As a counterpoint, I've been completely unreasonable with my use of fossil. Wildly different versions on different systems, often from years apart. They get whatever binary existed when I set up the system and stay on it. Some osx, some variations of Linux, a freebsd box. I think windows if I go back far enough. Synchronising between them in ad hoc fashion.

Some repos are over a decade old. One is over 10k commits deep, another several gigabytes in size because I checked in whole dev environments.

Every now and again it told me it wanted to rebuild and that succeeded. I routinely ctrl-c it partway through a commit if I notice a typo.

It has _never_ dropped the ball on me.
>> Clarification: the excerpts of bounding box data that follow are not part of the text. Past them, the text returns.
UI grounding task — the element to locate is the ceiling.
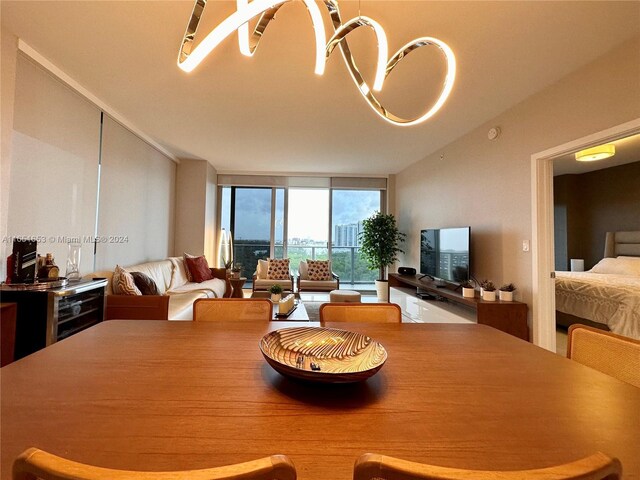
[553,134,640,176]
[1,0,640,175]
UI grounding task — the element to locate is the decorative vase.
[462,287,476,298]
[500,290,513,302]
[65,243,82,280]
[482,290,496,302]
[376,280,389,302]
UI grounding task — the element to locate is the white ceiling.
[1,0,640,175]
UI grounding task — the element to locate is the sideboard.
[389,273,529,341]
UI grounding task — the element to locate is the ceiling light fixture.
[576,143,616,162]
[178,0,456,126]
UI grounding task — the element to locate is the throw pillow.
[307,260,331,281]
[184,255,213,283]
[111,265,142,295]
[267,258,291,280]
[131,272,160,295]
[182,252,197,282]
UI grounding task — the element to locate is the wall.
[0,30,18,281]
[553,161,640,270]
[175,159,217,266]
[1,47,176,275]
[396,37,640,310]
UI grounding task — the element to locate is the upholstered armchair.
[253,259,293,292]
[297,260,340,292]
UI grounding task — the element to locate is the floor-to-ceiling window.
[287,188,329,274]
[219,175,386,284]
[331,190,381,283]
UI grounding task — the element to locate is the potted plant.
[460,280,476,298]
[269,283,282,302]
[500,283,516,302]
[360,212,406,302]
[482,280,496,302]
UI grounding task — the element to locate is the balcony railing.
[233,241,377,284]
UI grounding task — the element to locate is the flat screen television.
[420,227,471,283]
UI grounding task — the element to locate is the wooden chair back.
[193,298,273,322]
[320,302,402,323]
[13,448,296,480]
[567,324,640,387]
[353,452,622,480]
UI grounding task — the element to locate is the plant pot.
[482,290,496,302]
[376,280,389,302]
[462,287,476,298]
[500,290,513,302]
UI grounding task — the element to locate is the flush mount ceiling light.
[178,0,456,126]
[576,144,616,162]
Fossil is by a wide margin the most reliable program I've ever used.


I dispute this claim. The underlying artifact format for Fossil is compatible back to the beginning. There have been enhancements, but nothing that would break. And there have been no reports of breakage among the countless users on the Fossil Forum.

I suspect what the OP encountered was that he checked in some things using a newer version of Fossil that had enhanced capabilities. (For example, Fossil originally only use SHA1 hashes, but was enhanced to support both SHA1 or SHA3 after the SHAttered attack.) Then the OP tried to extract using an older Fossil that didn't understand the new feature and returned an error. I'm guessing at this, of course, but that seems like the most likely scenario.

I have never once made a backup of SQLite repo or the Fossil self-hosting repo, or any of the other 100+ Fossil repositories that I have at hand. I've cloned the repos to other machines as disaster protection. In fact, I have cron jobs running on machines all over the world that "sync" critical Fossil repositories (such as SQLite) once an hour or so. But I have never even once made a pure backup.

I did have the primary SQLite repo go corrupt on my once, years ago. Somehow, file descriptor 2 got closed. Then when the SQLite database that is the repository was opened, it opened on file descriptor 2. Then some bug in Fossil caused an assert() to fire which wrote on file descriptor 2, overwriting part of the database. I restored the repo from a clone, fixed the assertion fault in Fossil, and enhanced SQLite so that it refuses to use a file descriptor less than 3.

See also: https://fossil-scm.org/home/doc/trunk/www/selfcheck.wiki


Is it a known behavior? Considering SQLite developers approach to reliability, I think it would count as a critical bug worth fixing.


It is yes, they've even built a command for it "rebuild"[0]

> Reconstruct the named repository database from the core records. Run this command after updating the fossil executable in a way that changes the database schema.

[0]: https://fossil-scm.org/home/help?cmd=rebuild


Afaik fossil just uses sqlite under the hood to store metadata. It would surprise me sqlite doesnt stash min and max required versions and refuse to work outside of those bounds


It does do exactly that. If you visit https://sqlite.org/src/stat, the "Schema Version" line tells you exactly what version of the database schema that the repository is using. The SQLite repository uses the very latest Fossil schema, which you can see from the "stat" page has not changed in 8.5 years.


Thanks for comment. Yeah I figured parent comment was suspect


I have had git corrupt repos. But usually not irreparably.